Rubrik Forward Begins with New Rapid Ransomware Recovery Capability

RUBRIK FORWARD — The Rubrik Forward virtual conference kicked off Tuesday with new ransomware protection capabilities that focus on providing simplified and automated remediation to victims of attacks. The data management provider has partnered with Palo Alto Networks and ServiceNow to facilitate rapid recoveries from ransomware attacks.

The Rubrik Cloud Data Management SaaS-based data protection platform, with its Polaris hybrid solution, already provided ransomware remediation. Rubrik claims it can now do so at greater scale, making it possible to recover from an attack much faster. The new automated mass ransomware recovery capabilities will be a key focus during the three-day Rubrik Forward.

Having the ability to recover quickly from ransomware attacks promises to eliminate the need to even consider paying ransoms. Law enforcement agencies, including the FBI and CISA, have discouraged making ransomware payments, warning it funds future activities. Moreover, experts have cautioned that making payments doesn’t guarantee culprits will provide any, or all, of the decryption keys they need.

Colonial Pipeline Attack

This month’s ransomware attack on Colonial Pipeline is the latest example of the crippling impact an intrusion can have. The attack by a group known as DarkSide disabled Colonial Pipeline’s ability to deliver fuel throughout the U.S. southeast. Locked out of its systems for six days, Colonial Pipeline acknowledged it paid the $5 million ransom that DarkSide demanded.

The Colonial Pipeline incident has put the spotlight on the potentially catastrophic impact of a ransomware attack on a company — even more so if the company provides critical goods and services to its customers. Ransomware attacks this year have risen 102%, according to a report by Checkpoint.

Rubrik’s Greg Smith

“We are seeing the proliferation of expensive and damaging ransomware attacks that have accelerated and have brought board-level visibility to an organization’s cyber resiliency strategy,” said Rubrik VP of product marketing Greg Smith. “Specifically, executive management teams are asking, ‘Does IT have a comprehensive plan to recover their application data in the event of an attack without having to pay the bad guys a ransom?’”

New Ransomware Recovery Capability

Rubrik has already offered ransomware detection via its partnership with Splunk. The recovery capabilities announced at Rubrik Forward let partners protect customers from having to consider paying ransoms, according to Smith.

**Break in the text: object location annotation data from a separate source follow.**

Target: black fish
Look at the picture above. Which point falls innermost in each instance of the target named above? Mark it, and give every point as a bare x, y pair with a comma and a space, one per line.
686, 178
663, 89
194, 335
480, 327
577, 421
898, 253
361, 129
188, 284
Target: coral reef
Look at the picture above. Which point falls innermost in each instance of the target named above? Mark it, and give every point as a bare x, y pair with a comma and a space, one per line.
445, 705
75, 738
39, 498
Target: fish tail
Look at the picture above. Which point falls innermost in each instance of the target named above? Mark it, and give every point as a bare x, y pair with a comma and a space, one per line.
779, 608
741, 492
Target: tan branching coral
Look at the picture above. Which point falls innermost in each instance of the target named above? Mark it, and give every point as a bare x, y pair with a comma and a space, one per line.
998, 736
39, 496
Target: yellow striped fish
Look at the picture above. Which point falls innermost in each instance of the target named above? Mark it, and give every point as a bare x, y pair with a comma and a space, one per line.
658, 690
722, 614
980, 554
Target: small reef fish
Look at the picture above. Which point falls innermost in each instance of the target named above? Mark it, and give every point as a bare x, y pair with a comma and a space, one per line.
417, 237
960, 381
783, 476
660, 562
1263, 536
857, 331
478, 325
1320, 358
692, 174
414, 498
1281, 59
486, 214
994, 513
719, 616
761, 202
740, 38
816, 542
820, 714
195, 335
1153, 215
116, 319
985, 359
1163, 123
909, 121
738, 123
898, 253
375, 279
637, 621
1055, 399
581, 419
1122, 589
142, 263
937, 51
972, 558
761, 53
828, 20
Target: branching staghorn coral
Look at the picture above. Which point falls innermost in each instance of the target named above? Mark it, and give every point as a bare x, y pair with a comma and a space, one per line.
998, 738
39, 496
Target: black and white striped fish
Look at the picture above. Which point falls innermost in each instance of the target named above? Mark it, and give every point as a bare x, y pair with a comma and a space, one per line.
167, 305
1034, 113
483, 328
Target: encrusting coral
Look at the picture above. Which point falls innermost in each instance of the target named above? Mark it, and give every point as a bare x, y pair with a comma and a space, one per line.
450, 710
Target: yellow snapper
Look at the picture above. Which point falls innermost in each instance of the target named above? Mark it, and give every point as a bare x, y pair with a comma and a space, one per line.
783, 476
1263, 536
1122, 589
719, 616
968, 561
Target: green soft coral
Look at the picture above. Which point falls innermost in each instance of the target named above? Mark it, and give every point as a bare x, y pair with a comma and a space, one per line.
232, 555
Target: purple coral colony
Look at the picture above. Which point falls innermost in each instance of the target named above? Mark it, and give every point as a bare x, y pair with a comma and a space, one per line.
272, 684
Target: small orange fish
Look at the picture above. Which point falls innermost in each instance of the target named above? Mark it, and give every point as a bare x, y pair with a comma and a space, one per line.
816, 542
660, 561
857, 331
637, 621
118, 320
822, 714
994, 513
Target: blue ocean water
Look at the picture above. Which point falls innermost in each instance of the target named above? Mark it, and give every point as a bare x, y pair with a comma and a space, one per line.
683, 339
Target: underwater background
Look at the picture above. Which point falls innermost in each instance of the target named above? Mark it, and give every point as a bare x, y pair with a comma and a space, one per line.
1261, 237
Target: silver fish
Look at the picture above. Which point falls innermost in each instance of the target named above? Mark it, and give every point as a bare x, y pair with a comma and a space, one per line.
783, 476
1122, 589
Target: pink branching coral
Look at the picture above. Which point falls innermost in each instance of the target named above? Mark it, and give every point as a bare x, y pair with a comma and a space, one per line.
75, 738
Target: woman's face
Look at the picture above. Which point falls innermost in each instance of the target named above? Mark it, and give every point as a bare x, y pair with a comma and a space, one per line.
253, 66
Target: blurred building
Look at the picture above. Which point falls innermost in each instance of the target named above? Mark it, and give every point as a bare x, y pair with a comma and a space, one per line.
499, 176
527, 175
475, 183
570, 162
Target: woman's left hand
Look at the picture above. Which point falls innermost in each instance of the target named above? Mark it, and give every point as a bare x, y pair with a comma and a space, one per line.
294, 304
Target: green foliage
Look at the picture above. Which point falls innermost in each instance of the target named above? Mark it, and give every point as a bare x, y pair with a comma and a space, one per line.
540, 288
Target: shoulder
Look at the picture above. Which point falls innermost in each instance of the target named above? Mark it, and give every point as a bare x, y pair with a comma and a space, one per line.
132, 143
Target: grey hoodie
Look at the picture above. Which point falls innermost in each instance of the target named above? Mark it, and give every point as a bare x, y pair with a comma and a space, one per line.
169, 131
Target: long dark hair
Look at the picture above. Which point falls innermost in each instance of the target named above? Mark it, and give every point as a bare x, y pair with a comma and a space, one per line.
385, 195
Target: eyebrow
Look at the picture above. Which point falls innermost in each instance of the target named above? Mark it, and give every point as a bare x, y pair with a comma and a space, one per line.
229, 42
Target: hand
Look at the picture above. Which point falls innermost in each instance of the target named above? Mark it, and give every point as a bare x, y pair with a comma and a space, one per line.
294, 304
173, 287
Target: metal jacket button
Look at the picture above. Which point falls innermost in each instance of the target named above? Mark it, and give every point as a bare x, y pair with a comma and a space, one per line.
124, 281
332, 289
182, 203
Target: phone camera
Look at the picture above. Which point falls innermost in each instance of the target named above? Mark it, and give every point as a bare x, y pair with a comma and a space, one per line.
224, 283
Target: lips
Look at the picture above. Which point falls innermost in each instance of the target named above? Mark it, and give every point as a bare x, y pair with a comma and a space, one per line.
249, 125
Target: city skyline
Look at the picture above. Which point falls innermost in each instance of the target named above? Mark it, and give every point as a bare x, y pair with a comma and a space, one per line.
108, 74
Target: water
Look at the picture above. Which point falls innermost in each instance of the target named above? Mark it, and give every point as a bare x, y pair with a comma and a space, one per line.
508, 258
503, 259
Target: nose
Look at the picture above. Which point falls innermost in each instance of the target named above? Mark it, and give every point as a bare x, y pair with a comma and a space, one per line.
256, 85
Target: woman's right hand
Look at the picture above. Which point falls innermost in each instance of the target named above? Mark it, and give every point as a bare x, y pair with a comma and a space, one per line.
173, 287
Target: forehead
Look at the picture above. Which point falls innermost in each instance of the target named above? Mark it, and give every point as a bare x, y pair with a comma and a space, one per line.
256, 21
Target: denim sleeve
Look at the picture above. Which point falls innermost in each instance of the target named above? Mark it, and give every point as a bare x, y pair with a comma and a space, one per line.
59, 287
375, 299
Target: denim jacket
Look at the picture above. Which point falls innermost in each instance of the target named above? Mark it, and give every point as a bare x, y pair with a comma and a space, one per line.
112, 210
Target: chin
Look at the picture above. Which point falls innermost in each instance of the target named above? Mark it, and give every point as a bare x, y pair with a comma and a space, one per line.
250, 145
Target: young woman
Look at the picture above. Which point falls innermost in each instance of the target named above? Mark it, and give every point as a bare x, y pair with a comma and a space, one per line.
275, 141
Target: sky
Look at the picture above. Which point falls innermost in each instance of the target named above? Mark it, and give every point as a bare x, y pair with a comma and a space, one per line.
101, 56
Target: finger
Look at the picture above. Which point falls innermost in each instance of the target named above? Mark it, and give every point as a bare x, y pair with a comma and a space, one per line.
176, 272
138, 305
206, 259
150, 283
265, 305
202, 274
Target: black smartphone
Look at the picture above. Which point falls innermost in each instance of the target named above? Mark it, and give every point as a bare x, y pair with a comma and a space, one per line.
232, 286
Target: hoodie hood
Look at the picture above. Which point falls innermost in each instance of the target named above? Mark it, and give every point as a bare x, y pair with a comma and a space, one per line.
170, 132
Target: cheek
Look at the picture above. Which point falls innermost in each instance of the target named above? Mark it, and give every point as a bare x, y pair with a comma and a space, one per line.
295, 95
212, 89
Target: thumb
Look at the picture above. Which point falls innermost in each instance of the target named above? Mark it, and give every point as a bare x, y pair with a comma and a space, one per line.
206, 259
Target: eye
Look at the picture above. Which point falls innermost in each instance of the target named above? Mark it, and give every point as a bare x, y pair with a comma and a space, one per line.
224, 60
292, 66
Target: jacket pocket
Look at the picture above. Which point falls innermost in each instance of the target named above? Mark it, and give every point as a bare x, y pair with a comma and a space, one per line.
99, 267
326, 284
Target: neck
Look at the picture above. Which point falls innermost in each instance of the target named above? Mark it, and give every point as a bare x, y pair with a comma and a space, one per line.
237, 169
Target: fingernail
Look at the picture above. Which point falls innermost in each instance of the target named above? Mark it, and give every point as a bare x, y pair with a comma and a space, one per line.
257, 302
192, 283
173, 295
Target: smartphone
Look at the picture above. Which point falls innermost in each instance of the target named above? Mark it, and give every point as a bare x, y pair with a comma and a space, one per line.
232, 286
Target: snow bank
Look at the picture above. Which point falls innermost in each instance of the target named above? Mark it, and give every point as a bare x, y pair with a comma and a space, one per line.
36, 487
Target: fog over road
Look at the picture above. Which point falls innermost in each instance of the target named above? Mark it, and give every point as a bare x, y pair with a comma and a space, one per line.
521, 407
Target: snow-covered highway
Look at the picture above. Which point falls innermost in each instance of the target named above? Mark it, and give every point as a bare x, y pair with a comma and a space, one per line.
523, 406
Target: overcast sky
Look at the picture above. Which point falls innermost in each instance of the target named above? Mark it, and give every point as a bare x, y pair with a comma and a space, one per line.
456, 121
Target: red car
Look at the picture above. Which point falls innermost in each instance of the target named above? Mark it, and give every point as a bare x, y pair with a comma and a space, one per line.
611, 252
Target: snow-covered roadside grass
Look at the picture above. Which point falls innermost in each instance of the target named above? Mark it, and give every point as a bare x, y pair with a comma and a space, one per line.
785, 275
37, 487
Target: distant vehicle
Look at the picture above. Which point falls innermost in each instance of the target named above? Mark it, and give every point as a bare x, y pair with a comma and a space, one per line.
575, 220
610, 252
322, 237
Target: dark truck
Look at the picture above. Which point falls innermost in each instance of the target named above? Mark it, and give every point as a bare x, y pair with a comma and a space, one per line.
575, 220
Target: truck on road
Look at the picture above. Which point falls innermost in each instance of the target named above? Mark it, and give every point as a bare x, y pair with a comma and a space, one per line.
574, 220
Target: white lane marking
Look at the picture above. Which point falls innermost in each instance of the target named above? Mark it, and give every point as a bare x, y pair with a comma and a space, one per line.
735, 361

Enabling Rubrik to recover from attacks is API-level integration with Palo Alto Networks Cortex XSOAR and ServiceNow Incident Response. Cortex SXOAR provides security orchestration, which includes threat intelligence and automated response.

“This is a big announcement for Rubrik, and we think the market as well,” Smith told Channel Futures.

Rubrik has improved the machine-learning capabilities to detect suspicious changes to data. But enabling more rapid recovery is an immediate and critical need, he added.

“Recovery operations have become really, really time consuming and laborious,” Smith said. “And if dozens or hundreds of files are affected, it’s just not practical to do one file, one VM at a time. Rather than recovering them manually, one by one, we make it easy to quickly select all those files and applications that have been impacted and with a small number of clicks, recover them in mass at scale.”

Smith said Rubrik hasn’t quantified the acceleration, saying it is broad, but he said the improvement is quite noticeable. Smith also said the need for this capability is immediate and critical.

“Our channel partners and our customers are reporting that ransomware attacks are not only becoming more frequent, but more expansive,” he said. “They’re hitting a broader swath of the IT landscape, or real estate.”

Bringing IT, SecOps Together

Rubrik’s Bertrand Yansouni

Rubrik did not say how many of its partners also have partnerships with Palo Alto Networks, but many do. So says Bertrand Yansouni, Rubrik’s global channel chief. Partners are also seeing more customers bring their SecOps and IT operations teams together.

“There is this prevalent trend in the industry, where data management, data protection and data security are very much converging,” Yansouni said. “For our partners, it puts them in a unique position to help their customers bring those different groups to the table, to have a conversation around having a disaster recovery plan, and also a ransomware remediation plan.”